The history of lightning is the story of a woman.
She had made a little garden back behind her house, in a place only she could find. She planted the ground with mementos – a bit of cloth stolen from a napkin he had once used at dinner, the torn corner of a page of a book she had once seen him read, a few drops of ink that matched the color of his eyes, the scribbled outline of a bird that reminded her of him – and each night she went out to water it with stories and feed it with sighs. One morning when she got to the patch she found a tiny shoot. It wasn’t much – a thin stem covered in horsehair – but it hadn’t been there the night before. And so each day when she came to tend it in the early or late hours, she brought a new little memory to plant, or just sat and whispered stories to the ground, and very gradually more grew from it. A leather mushroom striped in black and blue. A bed of groundcover made of mirrors and buttons. A long flat stalk that wrote its history on itself as it grew. The patch was soaked deep with her heartbeats and she lay down upon it and cared for it like another, better skin.
One afternoon, in the midst of a violent storm, she left her home to check on the garden. When she arrived she found nothing but a scar of soil, the garden destroyed by a hot knife of fire. She felt her chest crushing in on itself, simultaneously crumpling and hollowing her out, and she fell to the scar, unable to weep, and emptied of stories, and closed her eyes in the rain, and slept in the burned puddle.

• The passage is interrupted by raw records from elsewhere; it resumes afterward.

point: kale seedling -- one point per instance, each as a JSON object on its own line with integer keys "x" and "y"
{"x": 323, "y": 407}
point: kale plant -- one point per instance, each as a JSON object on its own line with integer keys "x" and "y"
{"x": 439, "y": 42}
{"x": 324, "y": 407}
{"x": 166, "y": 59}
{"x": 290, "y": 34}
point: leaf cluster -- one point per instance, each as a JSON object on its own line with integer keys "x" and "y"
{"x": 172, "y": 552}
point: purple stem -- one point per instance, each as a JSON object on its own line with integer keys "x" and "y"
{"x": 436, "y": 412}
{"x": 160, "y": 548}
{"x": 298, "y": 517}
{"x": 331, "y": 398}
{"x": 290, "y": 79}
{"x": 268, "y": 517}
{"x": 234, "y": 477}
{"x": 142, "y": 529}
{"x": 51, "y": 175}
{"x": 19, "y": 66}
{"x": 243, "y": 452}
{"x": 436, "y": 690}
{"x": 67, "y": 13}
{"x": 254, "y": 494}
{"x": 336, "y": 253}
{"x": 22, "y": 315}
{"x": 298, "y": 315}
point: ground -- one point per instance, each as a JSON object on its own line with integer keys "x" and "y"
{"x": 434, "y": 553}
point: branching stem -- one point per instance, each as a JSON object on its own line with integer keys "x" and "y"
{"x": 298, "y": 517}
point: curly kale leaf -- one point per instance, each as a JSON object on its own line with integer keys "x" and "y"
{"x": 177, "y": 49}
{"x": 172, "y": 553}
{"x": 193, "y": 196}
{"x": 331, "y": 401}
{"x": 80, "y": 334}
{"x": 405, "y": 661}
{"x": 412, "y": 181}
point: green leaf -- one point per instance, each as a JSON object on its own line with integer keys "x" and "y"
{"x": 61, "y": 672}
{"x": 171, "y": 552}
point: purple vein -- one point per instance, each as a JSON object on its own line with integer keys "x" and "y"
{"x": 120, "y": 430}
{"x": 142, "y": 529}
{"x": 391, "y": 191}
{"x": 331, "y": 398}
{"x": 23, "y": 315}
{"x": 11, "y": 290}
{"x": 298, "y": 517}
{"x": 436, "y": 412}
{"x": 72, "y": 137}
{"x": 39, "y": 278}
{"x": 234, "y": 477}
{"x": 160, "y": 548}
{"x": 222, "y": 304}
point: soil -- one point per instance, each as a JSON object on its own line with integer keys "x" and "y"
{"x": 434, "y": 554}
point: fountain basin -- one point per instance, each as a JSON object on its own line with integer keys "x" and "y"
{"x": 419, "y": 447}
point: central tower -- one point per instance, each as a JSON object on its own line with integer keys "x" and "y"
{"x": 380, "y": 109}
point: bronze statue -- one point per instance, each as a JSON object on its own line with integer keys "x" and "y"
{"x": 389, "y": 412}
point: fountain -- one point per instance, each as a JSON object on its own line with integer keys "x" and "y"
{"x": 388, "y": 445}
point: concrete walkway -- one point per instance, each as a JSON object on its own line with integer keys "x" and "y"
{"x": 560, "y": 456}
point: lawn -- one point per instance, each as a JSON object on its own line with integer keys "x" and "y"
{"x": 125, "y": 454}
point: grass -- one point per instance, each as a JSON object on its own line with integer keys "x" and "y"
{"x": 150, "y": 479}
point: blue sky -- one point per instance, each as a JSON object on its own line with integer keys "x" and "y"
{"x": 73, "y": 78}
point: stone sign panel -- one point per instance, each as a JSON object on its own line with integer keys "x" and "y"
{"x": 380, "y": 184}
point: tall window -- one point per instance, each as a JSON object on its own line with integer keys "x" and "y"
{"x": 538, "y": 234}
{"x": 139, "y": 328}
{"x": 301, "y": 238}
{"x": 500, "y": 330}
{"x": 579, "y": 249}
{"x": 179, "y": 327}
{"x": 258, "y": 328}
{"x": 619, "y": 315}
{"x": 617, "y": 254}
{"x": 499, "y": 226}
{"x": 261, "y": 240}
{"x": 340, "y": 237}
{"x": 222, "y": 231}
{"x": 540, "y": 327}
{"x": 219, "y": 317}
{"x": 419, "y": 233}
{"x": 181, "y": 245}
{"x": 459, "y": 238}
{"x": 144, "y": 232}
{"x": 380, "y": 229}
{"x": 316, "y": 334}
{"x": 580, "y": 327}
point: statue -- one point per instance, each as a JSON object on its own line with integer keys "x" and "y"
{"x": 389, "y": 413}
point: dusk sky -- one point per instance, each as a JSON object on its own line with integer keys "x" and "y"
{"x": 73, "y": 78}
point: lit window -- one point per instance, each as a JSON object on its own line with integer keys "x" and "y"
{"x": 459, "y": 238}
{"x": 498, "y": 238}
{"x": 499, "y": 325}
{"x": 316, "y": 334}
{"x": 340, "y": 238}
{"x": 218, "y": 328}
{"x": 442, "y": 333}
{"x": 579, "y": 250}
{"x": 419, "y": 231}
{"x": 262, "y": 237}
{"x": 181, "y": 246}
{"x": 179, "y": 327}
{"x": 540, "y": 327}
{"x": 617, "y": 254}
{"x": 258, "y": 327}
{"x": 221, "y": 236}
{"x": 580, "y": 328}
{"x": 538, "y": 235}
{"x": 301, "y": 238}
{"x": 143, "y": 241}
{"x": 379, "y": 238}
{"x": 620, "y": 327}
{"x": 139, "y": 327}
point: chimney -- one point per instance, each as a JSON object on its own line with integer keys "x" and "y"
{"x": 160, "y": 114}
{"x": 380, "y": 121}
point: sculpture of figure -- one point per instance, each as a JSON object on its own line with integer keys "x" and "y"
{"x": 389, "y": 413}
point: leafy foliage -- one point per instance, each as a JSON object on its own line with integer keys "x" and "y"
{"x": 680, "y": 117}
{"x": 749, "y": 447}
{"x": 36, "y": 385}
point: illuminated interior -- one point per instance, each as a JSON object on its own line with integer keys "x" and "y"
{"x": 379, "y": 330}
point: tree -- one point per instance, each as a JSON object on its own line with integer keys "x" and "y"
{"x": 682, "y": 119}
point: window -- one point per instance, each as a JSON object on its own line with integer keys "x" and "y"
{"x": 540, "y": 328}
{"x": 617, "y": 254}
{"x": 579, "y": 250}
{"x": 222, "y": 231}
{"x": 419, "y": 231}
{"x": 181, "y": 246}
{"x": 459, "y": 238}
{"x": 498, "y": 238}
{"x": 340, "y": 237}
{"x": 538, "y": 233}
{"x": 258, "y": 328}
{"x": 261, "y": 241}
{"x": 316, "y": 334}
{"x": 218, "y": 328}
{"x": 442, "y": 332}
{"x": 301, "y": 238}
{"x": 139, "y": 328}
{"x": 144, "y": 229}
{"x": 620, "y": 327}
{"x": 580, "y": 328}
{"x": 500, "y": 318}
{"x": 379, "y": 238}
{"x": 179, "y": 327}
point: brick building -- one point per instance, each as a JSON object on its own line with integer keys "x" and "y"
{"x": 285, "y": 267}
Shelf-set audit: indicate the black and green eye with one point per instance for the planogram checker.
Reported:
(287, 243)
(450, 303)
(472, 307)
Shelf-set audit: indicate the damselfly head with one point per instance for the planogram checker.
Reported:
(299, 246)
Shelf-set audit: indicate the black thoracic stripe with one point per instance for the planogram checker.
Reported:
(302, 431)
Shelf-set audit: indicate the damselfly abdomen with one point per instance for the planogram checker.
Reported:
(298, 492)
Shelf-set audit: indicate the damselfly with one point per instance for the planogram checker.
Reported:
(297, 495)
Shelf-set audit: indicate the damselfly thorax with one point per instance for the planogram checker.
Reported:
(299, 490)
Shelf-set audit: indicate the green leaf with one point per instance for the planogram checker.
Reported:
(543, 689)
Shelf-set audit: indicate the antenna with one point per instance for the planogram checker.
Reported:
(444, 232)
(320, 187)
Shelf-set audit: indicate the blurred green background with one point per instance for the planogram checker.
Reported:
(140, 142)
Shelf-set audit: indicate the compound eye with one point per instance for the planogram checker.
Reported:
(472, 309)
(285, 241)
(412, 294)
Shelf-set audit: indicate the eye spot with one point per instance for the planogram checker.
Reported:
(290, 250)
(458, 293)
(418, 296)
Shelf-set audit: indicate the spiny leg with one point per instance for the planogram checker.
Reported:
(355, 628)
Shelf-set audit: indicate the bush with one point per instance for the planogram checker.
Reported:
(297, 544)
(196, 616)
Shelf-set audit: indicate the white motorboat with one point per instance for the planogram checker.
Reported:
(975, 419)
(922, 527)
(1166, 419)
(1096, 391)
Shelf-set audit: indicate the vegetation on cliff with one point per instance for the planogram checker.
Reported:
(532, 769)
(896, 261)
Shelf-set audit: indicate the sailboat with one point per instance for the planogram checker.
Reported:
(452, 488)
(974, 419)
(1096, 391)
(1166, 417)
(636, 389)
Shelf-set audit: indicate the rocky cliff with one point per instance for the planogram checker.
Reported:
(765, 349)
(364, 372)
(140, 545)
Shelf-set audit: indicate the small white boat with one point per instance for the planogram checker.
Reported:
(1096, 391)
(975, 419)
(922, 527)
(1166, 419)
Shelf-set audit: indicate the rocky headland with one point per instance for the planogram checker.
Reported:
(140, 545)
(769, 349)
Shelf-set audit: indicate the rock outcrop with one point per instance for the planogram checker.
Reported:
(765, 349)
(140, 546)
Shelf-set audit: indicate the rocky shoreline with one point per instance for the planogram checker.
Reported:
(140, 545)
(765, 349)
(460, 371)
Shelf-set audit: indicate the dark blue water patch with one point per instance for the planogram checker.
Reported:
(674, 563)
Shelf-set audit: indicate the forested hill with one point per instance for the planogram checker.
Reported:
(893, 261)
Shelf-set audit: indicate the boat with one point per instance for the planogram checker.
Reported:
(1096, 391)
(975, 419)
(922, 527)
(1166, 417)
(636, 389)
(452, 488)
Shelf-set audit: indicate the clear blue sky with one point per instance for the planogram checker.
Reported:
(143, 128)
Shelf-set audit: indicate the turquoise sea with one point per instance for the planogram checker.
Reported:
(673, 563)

When the sun rose the next morning, she lay there empty and sodden and mudcovered and refused to move until she felt a wet lick on her cheek. And then another. And then another. Eyes still closed, she reached her hand to her face and felt a long, shortlegged slickness creeping along one side. She sat up, cupped the creature in her hand and brought it to where she could see it. A good-sized salamander looked up at her. Its body was covered in mirrors and horsehair and it had blue-black buttons for eyes and a tongue covered in little scribbled stories that transformed and translated themselves as it flicked in and out of the creature’s mouth. She took it home and fed it with whispers and eyelashes and it followed her every day as she went back to the burned place. While her memory was re-growing itself the salamander licked stories into the ground and into her hands and into her forehead and they lived together this way for a long while. One night after she had fallen asleep in the little patch, the creature crawled up her back and its tongue traced a single sentence along her neck – “Beautiful things are born of fire” – and with that a tiny bolt of orange and purple lightning began to sprout from the ground between her feet.